Does Java have any functionality to generate random characters or strings? Or must one simply pick a random integer and convert that integer's ascii code to a character?
A:
You've got it. Just generate the random ASCII codes yourself. What do you need it for though?
Strelok
2010-04-13 03:51:57
I have an algorithm that needs to generate random strings and apply them as "keys" to xor against other strings, as you would in a cryptographic function. This is what it will be used for
Chris
2010-04-13 03:54:18
A:
Take a look at Java Randomizer class. I think you can randomize a character using the randomize(char[] array) method.
manuel
2010-04-13 04:00:10
@manuel, I think then we need to install the Liefra jar file, it doesnot come with the default one
harigm
2010-04-13 04:18:12
+6
A:
There are many ways to do this, but yes, it involves generating a random int (using e.g. java.util.Random.nextInt) and then using that to map to a char. If you have a specific alphabet, then something like this is nifty:
import java.util.Random;
//...
Random r = new Random();
String alphabet = "123xyz";
for (int i = 0; i < 50; i++) {
System.out.println(alphabet.charAt(r.nextInt(alphabet.length())));
} // prints 50 random characters from alphabet
Do note that java.util.Random is actually a pseudo-random number generator based on the rather weak linear congruence formula. You mentioned the need for cryptography; you may want to investigate the use of a much stronger cryptographically secure pseudorandom number generator in that case (e.g. java.security.SecureRandom).
polygenelubricants
2010-04-13 04:32:02
A:
Random randomGenerator = new Random();
int i = randomGenerator.nextInt(256);
System.out.println((char)i);
Should take care of what you want, assuming you consider '0,'1','2'.. as characters.
ring bearer
2010-04-13 04:52:10
This is most likely not what was intended, because in that range you include a whole number of control characters which are very unlikely to be expected.
Joachim Sauer
2010-04-13 07:20:07
A:
You could use generators from the Quickcheck specification-based test framework.
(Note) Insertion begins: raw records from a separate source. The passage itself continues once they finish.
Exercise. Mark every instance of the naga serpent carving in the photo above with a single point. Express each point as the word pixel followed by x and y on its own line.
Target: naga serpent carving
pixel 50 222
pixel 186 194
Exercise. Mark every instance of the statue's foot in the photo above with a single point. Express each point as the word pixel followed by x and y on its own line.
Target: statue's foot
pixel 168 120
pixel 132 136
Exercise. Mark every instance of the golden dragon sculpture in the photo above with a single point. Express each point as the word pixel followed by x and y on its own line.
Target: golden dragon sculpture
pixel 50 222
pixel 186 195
To create a random string use anyString method.
String x = anyString();
You could create strings from a more restricted set of characters or with min/max size restrictions.
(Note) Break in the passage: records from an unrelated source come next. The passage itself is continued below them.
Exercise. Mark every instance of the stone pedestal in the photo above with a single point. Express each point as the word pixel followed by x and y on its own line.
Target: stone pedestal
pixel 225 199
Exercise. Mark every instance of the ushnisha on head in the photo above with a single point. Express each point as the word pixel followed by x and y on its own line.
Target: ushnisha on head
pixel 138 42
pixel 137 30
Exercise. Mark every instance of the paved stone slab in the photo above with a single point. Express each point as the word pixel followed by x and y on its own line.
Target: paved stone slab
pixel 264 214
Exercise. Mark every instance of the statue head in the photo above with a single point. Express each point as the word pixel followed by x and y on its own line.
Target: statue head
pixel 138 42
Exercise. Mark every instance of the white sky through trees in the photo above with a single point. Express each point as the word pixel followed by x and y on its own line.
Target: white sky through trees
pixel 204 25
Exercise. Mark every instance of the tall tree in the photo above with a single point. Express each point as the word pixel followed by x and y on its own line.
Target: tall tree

Normally you would run tests with multiple values:
@Test
public void myTest() {
for (List<Integer> any : someLists(integers())) {
//A test executed with integer lists
}
}
Thomas Jung
2010-04-13 07:14:08
+1
A:
To generate a random char in a-z:
Random r = new Random();
char c = (char)(r.nextInt(26) + 'a');
dogbane
2010-04-13 07:45:30
A:
using dollar:
Iterable<Character> chars = $('a', 'z'); // 'a', 'b', c, d .. z
given chars you can build a "shuffled" range of characters:
Iterable<Character> shuffledChars = $('a', 'z').shuffle();
then taking the first n chars, you get a random string of length n. The final code is simply:
public String randomString(int n) {
return $('a', 'z').shuffle().slice(n).toString();
}
NB: the condition n > 0 is cheched by slice
EDIT
as Steve correctly pointed out, randomString uses at most once each letter. As workaround
you can repeat the alphabet m times before call shuffle:
public String randomStringWithRepetitions(int n) {
return $('a', 'z').repeat(10).shuffle().slice(n).toString();
}
or just provide your alphabet as String:
public String randomStringFromAlphabet(String alphabet, int n) {
return $(alphabet).shuffle().slice(n).toString();
}
String s = randomStringFromAlphabet("00001111", 4);
dfa
2010-04-13 07:58:37
This will use each character at most once in the random string. This may not be what the OP needs.
Steve McLeod
2010-04-13 08:08:52
@Steve: thanks, I've fixed my answer and extended the library http://bitbucket.org/dfa/dollar/changeset/4c26ccf9464e/
dfa
2010-04-13 09:30:06
A:
private static char rndChar () {
int rnd = (int) (Math.random() * 52); // or use Random or whatever
char base = (rnd < 26) ? 'A' : 'a';
return (char) (base + rnd % 26);
}
Generates values in the ranges a-z, A-Z.
Peter Walser
2010-04-13 08:04:53